Y por eso pasar este mes en la ciudad es un regalo. No lo es para el aproximadamente 40% de los madrileños que no se puede permitir viajar fuera —el porcentaje es similar al de españoles y en el caso de esta ciudad impacta especialmente en el sureste, que es ejemplo de desigualdad y segregación en toda Europa—. Es un regalo para mí, que sí puedo elegir. Y elijo vivir cómo poco a poco la villa va pausando su ritmo, como si viniera de un sprint demasiado largo, hasta que su respiración se calma del todo durante las dos semanas centrales del mes. Incluso Malasaña, tan hiperactiva y turística, para. Aquí, por este momento, la experiencia es que no hay experiencias, salvo la de las obras que reforman los locales que aprovechan el vacío para ponerse, unos guapos para la vuelta, otros más caros para ser traspasados en busca del siguiente hype.

Estar en Madrid en agosto es quizá la única manera de no huir para siempre de Madrid en cualquier otro momento. También es la única forma de evitarse ese Madrid que invade las playas, las montañas y las ciudades que no son ésta. Podría enumerar las cosas buenas que tiene el mes aquí pero es más corto mencionar las cosas malas. Tres: que cierran las fruterías de Julio y de César; que, a finales, uno ya empieza a sufrir el síndrome postvacacional (por el fin de las vacaciones de los demás); y que abundan los artículos sobre las maravillas de pasar agosto en la capital.

No me doy por aludido. En realidad, yo he venido aquí a hablar de los otros once meses y de la manía de Madrid y muchas otras por ser lugares en los que nunca dejan de pasar cosas. Que los sitios donde habitamos sean como cruceros en los que tiene que haber agitación y animación constantes es porque los sitios donde habitamos, en realidad, aspiran a ser cruceros: reclamos especializados en la parte lúdica del sector servicios en los que hacer es siempre sinónimo de consumir. Las ciudades globales expresan en sus relatos de marca y promocionan en sus discursos y campañas publicitarias ser la fiesta de los tiempos hipermodernos que definió Gilles Lipovetsky. Se celebra un hedonismo que, al desvanecerse, sólo deja la angustia latente y se apuesta por el movimiento como fin.

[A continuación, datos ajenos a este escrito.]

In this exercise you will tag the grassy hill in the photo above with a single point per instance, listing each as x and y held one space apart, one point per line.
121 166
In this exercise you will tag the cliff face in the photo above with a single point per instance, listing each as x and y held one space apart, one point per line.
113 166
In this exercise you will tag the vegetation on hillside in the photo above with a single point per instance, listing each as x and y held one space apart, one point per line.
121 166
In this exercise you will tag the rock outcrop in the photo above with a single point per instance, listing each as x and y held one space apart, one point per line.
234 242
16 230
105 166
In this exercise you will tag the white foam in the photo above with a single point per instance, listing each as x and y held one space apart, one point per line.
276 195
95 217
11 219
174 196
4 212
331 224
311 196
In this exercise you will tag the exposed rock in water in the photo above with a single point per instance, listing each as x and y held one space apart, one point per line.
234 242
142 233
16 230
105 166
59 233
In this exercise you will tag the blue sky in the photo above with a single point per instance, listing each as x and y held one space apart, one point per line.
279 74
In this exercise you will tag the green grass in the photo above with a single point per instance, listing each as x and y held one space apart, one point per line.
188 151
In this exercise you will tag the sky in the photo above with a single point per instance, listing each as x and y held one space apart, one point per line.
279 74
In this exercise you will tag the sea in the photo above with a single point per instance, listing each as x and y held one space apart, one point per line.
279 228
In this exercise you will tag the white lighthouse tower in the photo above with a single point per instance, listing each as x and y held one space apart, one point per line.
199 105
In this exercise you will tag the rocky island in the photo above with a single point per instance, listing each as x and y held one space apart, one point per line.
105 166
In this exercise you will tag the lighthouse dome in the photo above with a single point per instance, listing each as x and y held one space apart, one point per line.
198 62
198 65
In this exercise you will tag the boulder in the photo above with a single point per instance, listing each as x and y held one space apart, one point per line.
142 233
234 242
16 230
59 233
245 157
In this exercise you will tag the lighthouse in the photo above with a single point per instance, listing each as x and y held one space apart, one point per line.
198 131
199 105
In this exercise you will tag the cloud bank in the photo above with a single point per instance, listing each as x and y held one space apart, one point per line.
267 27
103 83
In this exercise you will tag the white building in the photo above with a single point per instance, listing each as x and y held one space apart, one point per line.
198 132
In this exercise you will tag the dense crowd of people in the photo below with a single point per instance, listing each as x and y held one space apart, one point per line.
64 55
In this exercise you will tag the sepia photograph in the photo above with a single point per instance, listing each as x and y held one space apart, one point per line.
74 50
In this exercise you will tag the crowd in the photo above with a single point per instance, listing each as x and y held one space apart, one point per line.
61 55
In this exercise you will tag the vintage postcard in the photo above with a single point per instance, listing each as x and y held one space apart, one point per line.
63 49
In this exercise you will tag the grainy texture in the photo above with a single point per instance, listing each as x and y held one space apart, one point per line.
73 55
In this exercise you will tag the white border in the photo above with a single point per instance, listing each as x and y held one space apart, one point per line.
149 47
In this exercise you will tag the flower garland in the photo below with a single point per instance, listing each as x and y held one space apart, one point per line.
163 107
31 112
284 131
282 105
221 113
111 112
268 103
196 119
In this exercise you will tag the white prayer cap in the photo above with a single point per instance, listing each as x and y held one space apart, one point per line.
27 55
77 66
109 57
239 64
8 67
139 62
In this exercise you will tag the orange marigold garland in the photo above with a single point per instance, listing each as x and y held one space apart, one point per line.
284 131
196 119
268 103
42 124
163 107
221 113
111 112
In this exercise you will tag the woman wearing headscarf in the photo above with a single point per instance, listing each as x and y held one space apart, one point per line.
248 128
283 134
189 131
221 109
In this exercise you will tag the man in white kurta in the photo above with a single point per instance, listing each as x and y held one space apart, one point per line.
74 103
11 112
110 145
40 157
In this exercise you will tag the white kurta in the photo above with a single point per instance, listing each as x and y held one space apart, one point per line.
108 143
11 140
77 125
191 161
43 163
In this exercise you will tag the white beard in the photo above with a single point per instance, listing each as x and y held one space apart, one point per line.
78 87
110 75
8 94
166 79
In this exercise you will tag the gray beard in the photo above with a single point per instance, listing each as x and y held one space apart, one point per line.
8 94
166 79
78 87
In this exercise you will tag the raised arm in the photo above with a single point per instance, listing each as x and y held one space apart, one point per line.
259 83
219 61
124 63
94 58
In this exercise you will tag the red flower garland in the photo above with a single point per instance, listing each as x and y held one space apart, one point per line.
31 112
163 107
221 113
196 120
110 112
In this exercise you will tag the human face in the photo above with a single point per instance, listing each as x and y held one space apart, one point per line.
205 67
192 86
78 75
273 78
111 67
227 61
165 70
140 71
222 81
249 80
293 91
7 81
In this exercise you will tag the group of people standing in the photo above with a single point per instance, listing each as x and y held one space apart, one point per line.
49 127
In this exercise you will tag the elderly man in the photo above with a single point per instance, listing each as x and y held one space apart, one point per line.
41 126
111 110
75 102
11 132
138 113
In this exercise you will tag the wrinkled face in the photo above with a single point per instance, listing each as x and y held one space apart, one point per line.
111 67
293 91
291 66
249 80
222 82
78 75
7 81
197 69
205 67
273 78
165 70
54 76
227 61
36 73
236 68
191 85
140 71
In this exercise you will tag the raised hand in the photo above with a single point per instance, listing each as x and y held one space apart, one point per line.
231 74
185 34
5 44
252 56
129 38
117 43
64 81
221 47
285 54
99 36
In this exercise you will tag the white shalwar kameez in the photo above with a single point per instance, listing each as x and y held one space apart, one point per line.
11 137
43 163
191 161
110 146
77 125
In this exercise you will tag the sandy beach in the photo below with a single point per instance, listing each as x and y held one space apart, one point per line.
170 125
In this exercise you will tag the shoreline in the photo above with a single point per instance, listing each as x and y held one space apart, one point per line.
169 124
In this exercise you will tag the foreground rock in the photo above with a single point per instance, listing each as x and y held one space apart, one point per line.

La velocidad nos impide fijarnos en los que se quedan por el camino —vuelvo a recordar el dato del 40% que no tiene para salir— y, de hecho, pararnos a pensar en cuál es el camino. Si, como personas, consideramos que avanzar es en realidad ir cada vez más despacio y estar más a gusto con uno mismo sin necesidad de recibir constantemente estímulos del exterior, ¿por qué como sociedad hemos decidido que el crecimiento que nos conviene es juntarnos a vivir en un parque de atracciones instalado en un cohete a punto de iniciar su trayectoria descendente?